Wie mit 3D-Brille im Kino, nur in echt

Besonders gelungen ist der Moment, wenn sich Vandewalle auf die Zuschauer_innen zu bewegt und erst kurz vor der ersten Reihe stoppt. Einen Moment konnte man den Eindruck haben, man säße im Kino und schaue mit einer 3D-Brille einen Film, so dass die Figuren auch scheinbar heraustreten und auf einen zukommen. Doch nein, dass hier ist kein Film, das eine neue Realität. Das Spiel mit Körper und Raum rückt die Theaterbesucher_innen in eine andere Rolle. Sie sind keine Zuschauer_innen sondern tatsächlich genau so Teil des Gesamtkunstwerks wie Vandevalle & De Vries. Langeweile kann während der 30minütigen Performance genauso wenig auftreten wie Desinteresse. Die Performance macht in den 30 Minuten deutlich, welche Potentiale Theater haben kann. Es ist eigentlich bedauerlich, dass sie nicht öfter genutzt werden.
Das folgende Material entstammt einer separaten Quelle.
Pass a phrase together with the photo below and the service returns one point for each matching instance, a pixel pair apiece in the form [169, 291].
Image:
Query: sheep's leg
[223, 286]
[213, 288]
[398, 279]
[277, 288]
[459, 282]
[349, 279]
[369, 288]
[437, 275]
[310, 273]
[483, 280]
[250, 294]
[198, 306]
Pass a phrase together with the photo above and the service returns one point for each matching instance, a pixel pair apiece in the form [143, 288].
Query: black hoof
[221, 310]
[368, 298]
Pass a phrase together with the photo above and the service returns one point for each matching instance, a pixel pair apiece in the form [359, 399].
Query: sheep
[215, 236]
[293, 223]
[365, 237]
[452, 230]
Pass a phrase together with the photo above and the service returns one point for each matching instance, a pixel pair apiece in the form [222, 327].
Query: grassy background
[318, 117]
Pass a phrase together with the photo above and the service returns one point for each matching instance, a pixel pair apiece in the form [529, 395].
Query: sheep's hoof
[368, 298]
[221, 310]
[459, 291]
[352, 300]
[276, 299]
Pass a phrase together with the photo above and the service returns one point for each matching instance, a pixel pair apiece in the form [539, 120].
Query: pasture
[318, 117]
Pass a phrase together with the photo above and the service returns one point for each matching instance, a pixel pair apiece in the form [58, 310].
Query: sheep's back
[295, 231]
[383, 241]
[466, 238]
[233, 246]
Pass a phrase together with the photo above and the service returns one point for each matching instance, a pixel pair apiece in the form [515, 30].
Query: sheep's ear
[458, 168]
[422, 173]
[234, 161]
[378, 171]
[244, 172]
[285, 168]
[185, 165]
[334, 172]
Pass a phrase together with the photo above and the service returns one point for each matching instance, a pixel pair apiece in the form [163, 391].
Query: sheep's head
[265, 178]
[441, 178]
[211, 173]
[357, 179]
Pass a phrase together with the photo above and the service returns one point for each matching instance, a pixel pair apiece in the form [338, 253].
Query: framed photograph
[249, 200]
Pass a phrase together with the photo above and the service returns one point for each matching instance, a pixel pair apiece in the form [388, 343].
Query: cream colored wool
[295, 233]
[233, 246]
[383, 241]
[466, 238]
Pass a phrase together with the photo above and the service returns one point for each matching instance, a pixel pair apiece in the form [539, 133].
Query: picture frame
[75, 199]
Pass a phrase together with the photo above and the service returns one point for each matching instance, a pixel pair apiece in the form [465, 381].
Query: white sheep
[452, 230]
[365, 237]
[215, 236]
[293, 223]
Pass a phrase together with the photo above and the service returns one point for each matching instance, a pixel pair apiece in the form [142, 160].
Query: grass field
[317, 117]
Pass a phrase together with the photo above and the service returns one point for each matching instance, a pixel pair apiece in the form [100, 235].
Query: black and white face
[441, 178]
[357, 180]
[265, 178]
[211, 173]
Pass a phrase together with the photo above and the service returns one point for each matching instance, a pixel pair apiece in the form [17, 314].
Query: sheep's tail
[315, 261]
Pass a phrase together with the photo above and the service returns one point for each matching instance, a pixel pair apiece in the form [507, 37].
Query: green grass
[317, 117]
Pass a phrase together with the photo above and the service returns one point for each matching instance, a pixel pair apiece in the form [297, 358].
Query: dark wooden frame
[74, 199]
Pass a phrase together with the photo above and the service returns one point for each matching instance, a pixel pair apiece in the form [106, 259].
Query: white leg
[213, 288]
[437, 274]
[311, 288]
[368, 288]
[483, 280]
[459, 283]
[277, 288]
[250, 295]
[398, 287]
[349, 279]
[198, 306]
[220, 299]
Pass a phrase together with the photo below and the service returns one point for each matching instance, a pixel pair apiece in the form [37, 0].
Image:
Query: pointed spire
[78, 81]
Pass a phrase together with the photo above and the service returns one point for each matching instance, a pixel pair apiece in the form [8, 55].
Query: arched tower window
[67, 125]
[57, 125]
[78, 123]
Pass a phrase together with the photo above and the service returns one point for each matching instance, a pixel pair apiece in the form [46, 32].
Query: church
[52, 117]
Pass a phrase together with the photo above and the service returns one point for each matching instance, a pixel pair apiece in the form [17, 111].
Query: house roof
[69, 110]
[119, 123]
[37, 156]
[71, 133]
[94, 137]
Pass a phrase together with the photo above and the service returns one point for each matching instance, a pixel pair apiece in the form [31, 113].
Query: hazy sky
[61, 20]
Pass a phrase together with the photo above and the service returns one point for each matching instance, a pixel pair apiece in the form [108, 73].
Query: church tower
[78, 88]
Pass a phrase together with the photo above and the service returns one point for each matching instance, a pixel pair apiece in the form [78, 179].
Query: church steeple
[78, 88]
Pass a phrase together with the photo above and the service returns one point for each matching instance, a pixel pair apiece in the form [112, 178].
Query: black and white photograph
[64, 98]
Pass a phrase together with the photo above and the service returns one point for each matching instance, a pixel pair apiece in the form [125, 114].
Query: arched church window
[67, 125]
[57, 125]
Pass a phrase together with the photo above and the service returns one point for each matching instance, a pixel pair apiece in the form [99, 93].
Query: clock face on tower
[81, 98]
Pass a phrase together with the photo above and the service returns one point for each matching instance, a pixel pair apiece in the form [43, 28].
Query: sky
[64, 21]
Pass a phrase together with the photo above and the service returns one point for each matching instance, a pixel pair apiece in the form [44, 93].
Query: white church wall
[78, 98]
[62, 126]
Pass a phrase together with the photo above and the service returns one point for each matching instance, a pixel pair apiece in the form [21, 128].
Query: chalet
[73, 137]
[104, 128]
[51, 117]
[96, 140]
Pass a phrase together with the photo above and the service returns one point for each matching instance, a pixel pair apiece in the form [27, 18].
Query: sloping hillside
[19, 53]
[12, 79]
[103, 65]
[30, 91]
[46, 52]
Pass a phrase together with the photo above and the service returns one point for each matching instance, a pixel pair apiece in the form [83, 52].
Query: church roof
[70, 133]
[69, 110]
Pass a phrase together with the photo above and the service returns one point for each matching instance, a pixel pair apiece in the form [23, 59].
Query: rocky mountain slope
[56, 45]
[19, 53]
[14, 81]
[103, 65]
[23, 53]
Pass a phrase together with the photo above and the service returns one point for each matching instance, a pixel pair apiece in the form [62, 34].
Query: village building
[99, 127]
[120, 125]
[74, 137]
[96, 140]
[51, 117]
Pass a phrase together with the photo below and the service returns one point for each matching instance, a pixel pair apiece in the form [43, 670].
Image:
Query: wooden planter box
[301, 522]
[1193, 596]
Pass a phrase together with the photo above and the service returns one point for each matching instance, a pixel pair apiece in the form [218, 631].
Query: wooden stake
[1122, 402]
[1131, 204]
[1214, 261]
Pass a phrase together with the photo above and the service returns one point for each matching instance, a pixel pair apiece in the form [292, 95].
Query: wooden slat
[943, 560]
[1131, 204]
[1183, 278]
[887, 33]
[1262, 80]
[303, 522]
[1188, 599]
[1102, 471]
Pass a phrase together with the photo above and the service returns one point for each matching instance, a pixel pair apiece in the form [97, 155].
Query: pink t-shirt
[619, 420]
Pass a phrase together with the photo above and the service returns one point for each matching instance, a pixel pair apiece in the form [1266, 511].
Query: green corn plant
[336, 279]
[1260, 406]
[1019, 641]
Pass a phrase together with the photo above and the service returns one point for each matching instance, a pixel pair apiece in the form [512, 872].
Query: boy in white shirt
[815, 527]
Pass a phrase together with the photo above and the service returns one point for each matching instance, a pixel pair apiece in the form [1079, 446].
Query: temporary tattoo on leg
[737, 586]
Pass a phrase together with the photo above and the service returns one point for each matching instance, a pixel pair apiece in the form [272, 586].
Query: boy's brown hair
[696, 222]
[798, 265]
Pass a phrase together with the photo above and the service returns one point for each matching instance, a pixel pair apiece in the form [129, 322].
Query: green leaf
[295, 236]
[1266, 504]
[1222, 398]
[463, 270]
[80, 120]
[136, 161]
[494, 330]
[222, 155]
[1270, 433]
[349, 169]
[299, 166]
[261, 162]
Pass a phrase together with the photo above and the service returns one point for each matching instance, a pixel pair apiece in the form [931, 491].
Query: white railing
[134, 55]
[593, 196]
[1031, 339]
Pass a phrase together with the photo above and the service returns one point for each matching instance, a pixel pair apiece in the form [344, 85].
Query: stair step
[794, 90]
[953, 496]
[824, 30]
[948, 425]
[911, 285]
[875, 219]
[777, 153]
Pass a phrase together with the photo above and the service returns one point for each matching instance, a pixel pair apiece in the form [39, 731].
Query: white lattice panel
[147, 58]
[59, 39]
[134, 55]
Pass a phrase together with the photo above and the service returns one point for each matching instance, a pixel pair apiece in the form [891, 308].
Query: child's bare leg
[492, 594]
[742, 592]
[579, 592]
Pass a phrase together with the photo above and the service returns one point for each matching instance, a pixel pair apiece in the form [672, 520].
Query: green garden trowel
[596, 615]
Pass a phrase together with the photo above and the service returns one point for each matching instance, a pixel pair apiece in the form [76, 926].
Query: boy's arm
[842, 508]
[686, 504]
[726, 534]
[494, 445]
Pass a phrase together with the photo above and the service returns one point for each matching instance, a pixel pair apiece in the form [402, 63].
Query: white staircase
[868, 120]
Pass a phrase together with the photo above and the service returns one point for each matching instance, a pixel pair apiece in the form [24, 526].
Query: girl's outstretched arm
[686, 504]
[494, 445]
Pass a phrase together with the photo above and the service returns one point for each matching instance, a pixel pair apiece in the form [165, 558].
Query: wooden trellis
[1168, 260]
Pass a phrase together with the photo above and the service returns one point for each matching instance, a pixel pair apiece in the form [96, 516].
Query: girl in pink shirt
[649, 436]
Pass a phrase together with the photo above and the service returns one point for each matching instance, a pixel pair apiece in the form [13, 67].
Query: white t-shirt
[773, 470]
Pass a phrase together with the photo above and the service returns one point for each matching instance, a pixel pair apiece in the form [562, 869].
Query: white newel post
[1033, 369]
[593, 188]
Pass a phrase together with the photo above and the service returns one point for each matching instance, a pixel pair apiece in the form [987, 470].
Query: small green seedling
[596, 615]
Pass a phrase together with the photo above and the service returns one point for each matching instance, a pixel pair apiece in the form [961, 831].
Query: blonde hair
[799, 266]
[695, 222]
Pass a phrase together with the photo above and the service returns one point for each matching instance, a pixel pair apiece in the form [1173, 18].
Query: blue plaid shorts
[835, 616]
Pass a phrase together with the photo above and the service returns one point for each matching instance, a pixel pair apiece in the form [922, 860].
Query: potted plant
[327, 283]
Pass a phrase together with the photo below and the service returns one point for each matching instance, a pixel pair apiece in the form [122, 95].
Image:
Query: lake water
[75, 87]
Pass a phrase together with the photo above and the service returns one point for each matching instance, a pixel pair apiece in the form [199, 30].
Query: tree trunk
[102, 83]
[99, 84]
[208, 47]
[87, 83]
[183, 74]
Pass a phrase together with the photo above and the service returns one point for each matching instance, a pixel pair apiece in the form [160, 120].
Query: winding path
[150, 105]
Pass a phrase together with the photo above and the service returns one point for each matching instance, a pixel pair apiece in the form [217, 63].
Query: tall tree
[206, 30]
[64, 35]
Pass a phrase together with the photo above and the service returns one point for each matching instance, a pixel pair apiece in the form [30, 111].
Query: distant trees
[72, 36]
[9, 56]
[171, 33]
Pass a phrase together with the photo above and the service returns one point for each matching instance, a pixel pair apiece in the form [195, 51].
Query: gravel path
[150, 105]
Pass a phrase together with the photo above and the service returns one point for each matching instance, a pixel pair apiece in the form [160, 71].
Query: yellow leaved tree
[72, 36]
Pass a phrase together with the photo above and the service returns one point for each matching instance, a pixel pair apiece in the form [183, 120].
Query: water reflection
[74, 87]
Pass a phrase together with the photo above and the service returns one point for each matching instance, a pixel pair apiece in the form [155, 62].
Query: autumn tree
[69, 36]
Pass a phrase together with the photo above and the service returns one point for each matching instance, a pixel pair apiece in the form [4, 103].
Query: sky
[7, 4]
Hier blitzt tatsächlich für eine halbe Stunde die Möglichkeit für ein emanzipatorisches Theater auf, dass die bürgerliche Herkunft mit der Trennung in Bühne und Publikum radikal hinter sich läßt. Am 10. Juli gibt es noch die Gelegenheit, sich selber zu überzeugen. .

Vandewalle & De Vries

Benjamin Vandewalle & Erki De Vries, Antwerpen/Brüssel
„Birdwatching“

Tanz
Deutsche Erstaufführung

Konzept Benjamin Vandewalle, Erki De Vries
Choreografie Benjamin Vandewalle
Szenografie Erki De Vries
Dramaturgie Marnix Rummens
Kostüme Bert Gillet

Von und mit Marisa Cabal / Tale Dolven, Benjamin Vandewalle, Erki De Vries, Anton Boon, Robin Jonsson / Marnix Rummens

Am 10.7. finden Vorführungen im Haus der Berliner Festspielen um in der Schaperstraße 24 um 17, 18, 19, 21, 22 und 23 Uhr statt.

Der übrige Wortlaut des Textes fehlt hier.